Rehabilitar sin tocar los pilares

Los profetas de hoy, los que tienen ese carisma que les da el Espíritu, reclaman renovación y/o cambios pero no para demoler la Iglesia. Normalmente se suelen reformar los edificios demoliéndolos totalmente menos la fachada que se exige se conserve. En el caso de la Iglesia lo que se pide es justamente lo contrario: demoler fachadas y tabiques conservando la estructura.

Los pilares son intocables: es el depósito de la fe. Pero todo el montaje que los hombres de Iglesia (nunca han dejado intervenir a las mujeres) han construido con su soberbia, su vanidad, etc., es lo que se quiere demoler. Se quiere que los hombres y mujeres de hoy, al mirar a la Iglesia, vean a Cristo que es el único modelo. Meditando sobre la fiesta que cierra el tiempo litúrgico de Navidad, el domingo del bautismo de Jesús en el Jordán, entre otras muchas cosas, llama la atención que acudió a bautizarse haciendo cola, esperando su turno. Es inadmisible que se justifique el que desde las 8 de la mañana estuviese la zona acordonada, cientos de militares o policías armados controlando el lugar,  francotiradores apostados en las copas de los árboles; que llegara Jesús en coche blindado, etc., etc., etc.

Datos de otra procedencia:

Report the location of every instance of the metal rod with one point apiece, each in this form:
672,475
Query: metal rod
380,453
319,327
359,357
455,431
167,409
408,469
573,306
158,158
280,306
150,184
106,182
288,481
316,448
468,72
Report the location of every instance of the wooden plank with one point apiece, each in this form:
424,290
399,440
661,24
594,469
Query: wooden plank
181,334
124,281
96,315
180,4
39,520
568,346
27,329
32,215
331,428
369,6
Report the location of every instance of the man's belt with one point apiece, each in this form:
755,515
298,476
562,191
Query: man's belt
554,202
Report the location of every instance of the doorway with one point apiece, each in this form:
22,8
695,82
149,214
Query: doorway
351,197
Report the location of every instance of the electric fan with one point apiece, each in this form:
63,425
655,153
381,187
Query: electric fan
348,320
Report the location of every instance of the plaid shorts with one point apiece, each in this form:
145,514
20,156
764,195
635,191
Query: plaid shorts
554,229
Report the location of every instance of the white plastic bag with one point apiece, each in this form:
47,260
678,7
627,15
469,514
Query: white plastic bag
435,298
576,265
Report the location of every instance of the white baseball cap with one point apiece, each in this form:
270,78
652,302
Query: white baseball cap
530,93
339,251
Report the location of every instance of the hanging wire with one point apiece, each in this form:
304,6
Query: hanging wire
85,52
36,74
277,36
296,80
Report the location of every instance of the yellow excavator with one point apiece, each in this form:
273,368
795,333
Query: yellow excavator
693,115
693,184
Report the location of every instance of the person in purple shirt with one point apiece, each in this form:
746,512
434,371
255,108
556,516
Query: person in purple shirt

El 18 de febrero de 2012 Benedicto XVI hará su 4º consistorio para nombrar cardenales; esta vez 22 por lo que el nº se eleva a casi 190, de los cuales 125 son electores. El papa actualiza el rito para simplificarlo; el cambio de este rito se inició en 1969 con Pablo VI aplicando también en ésto las reformas conciliares. De siempre tal consistorio era sólo una reunión del papa con los cardenales para asuntos de gobierno. Ahora quiere dársele un aire litúrgico pero sin que pueda llevar a engaño de que es un nuevo sacramento, como también puede entenderse la consagración de los obispos.

Si se quiere, se cambian las cosas, también para bien, convenientemente, pero en este aspecto concreto del colegio cardenalicio no se espera sólo el cambiar de color el pintado de las paredes. Se espera el cambio del fondo de la cuestión; que se recupere la sencillez inicial que enseña el Evangelio y que esta estructura sea del colegio episcopal. Los profetas de hoy denuncian que tal colegio cardenalicio siga siendo la estructura inventada en la baja edad media, formada por una élite que manda por encima y en vez de los obispos, y que el papa los nombre a dedo.